Tens of thousands of publicly accessible data center infrastructure management (DCIM) applications are exposed on the internet, many with default passwords.
Researchers from the cyble research lab warned that they found over 20,000 cases of publicly exposed data center infrastructure management (DCIM), uninterruptible power supply (UPS) systems, heating, ventilation and cooling systems (HVAC), transfer switches, and power distribution units online which hackers could easily access. They also warned that hackers could monitor and manipulate systems, resulting in failures and outages.
Data centers house high-cost systems supporting business storage solutions, data processing, operational systems, website hosting, and many more.
Cyble stated that sunbird dc-Track’s DCIM solution’s dashboard allows hackers with access to the admin console to access everything managed by the dashboard. Hackers can easily manipulate the racks’ real-time humidity and temperature, which can overheat and damage devices.
Cyble also discovered that Device 42’s DCIM tool runs on default admin passwords. An attacker who has access can easily find storage and network switching, chasis and blades, IP subnets, bare metal servers, and cloud services. This access also allows hackers to monitor the IP addresses and collect database details.
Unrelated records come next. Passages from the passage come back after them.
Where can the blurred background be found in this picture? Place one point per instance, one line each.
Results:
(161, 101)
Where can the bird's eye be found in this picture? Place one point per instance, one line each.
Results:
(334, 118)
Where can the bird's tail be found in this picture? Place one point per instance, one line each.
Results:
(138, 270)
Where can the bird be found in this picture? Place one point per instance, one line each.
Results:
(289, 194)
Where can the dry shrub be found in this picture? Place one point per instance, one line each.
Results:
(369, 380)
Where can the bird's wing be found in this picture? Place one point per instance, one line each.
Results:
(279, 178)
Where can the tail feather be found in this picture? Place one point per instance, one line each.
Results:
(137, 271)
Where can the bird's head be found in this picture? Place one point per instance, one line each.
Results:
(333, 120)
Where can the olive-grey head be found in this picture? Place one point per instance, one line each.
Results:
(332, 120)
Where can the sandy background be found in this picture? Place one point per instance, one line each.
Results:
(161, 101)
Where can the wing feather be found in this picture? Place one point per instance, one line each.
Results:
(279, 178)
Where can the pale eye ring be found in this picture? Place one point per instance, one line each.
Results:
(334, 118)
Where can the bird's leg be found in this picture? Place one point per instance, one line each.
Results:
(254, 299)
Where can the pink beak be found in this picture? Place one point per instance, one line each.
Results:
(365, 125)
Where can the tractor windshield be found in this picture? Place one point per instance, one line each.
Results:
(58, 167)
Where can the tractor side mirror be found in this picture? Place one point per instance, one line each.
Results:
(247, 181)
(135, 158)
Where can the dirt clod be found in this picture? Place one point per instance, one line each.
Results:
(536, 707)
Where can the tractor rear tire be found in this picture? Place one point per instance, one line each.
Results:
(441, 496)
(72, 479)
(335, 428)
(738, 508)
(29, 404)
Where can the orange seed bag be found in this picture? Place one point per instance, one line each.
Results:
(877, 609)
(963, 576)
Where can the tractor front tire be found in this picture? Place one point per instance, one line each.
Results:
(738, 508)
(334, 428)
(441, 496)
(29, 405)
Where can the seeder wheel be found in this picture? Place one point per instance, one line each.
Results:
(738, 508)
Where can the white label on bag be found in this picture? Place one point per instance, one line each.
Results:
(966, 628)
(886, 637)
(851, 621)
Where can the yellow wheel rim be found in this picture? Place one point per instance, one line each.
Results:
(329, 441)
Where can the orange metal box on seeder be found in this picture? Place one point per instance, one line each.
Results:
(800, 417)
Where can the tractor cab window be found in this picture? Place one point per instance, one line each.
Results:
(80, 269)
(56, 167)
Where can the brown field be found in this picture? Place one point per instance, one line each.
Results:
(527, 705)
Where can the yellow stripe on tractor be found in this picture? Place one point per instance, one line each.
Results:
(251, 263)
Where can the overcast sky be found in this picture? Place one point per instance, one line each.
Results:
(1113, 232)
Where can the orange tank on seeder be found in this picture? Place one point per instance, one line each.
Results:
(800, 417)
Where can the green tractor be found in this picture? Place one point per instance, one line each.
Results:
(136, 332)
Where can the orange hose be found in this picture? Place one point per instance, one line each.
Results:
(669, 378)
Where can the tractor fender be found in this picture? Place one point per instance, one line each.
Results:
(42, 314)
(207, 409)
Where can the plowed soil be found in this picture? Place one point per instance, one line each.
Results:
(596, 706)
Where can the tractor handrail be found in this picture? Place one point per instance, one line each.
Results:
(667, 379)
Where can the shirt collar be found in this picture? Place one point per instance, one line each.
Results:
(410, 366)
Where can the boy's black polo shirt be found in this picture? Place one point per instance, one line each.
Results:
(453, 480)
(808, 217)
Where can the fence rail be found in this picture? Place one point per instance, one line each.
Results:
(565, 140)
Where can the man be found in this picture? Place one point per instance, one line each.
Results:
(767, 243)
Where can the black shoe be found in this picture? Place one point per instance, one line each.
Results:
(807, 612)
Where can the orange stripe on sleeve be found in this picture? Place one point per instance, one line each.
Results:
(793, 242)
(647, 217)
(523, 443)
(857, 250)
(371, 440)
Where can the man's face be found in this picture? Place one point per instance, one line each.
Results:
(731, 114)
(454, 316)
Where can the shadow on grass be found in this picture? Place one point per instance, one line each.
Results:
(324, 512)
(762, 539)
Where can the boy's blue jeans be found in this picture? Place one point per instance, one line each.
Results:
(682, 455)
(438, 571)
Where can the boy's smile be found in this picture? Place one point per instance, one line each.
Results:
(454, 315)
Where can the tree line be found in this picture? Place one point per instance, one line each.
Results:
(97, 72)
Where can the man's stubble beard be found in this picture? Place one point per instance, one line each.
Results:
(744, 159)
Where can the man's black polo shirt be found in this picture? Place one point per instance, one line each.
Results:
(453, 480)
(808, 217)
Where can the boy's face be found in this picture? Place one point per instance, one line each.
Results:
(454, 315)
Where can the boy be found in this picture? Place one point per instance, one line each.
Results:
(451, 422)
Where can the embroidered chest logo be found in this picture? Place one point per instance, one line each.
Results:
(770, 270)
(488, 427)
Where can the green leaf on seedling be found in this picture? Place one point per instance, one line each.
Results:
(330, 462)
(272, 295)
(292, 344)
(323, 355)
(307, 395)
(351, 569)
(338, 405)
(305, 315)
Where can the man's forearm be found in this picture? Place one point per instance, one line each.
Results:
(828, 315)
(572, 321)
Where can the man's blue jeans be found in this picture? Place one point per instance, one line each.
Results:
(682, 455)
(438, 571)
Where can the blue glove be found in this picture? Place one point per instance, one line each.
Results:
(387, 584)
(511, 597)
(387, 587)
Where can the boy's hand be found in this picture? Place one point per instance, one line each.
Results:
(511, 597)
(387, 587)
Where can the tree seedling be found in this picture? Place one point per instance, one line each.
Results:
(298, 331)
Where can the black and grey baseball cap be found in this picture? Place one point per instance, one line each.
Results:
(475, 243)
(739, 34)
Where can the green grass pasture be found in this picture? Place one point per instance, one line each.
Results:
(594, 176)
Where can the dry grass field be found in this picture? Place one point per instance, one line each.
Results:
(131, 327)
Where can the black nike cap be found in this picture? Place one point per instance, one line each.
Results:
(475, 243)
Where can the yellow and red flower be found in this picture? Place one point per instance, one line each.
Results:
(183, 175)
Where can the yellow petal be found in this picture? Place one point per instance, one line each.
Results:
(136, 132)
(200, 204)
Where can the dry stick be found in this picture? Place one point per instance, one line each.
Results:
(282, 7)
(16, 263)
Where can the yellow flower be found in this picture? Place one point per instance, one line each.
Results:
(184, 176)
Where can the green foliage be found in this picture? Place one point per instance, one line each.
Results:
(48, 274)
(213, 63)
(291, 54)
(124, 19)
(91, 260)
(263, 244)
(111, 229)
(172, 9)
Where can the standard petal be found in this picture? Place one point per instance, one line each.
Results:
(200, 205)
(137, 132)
Additionally, Cyble discovered that Liebert CRV-ICOM solutions that provide temperature and humidity control run on default passwords, allowing hackers to access the facility’s cooling units.
Potential impact
Systems are exposed without adequate protection. This means that anyone could alter temperature and humidity thresholds, deactivate cooling units, turn off consoles, or create false alarms. They could even put UPS devices to sleep, or change backup time intervals. This is dangerous as it may result in physical damage, system destruction, data loss, and many more.
Stored and processed data in the data centers can be corrupted or destroyed. Also, hackers can sell sensitive information on dark web markets and forums.
The following recommendations were made by cyble to administrators:
- Cyber awareness programs are a must for employers to understand new risks and threats emerging in the cyber world.
- A risk management framework should be applied to the critical infrastructure.
- Security vulnerabilities must be patched quickly before hackers exploit them.
- Administrators should implement proper access control on all the connected assets as a first step towards ensuring security.
- A strong password policy within the organization is vital as data leaks happen daily.
- Vulnerability assessment and penetration testing exercises should be conducted to understand the current system’s flaws.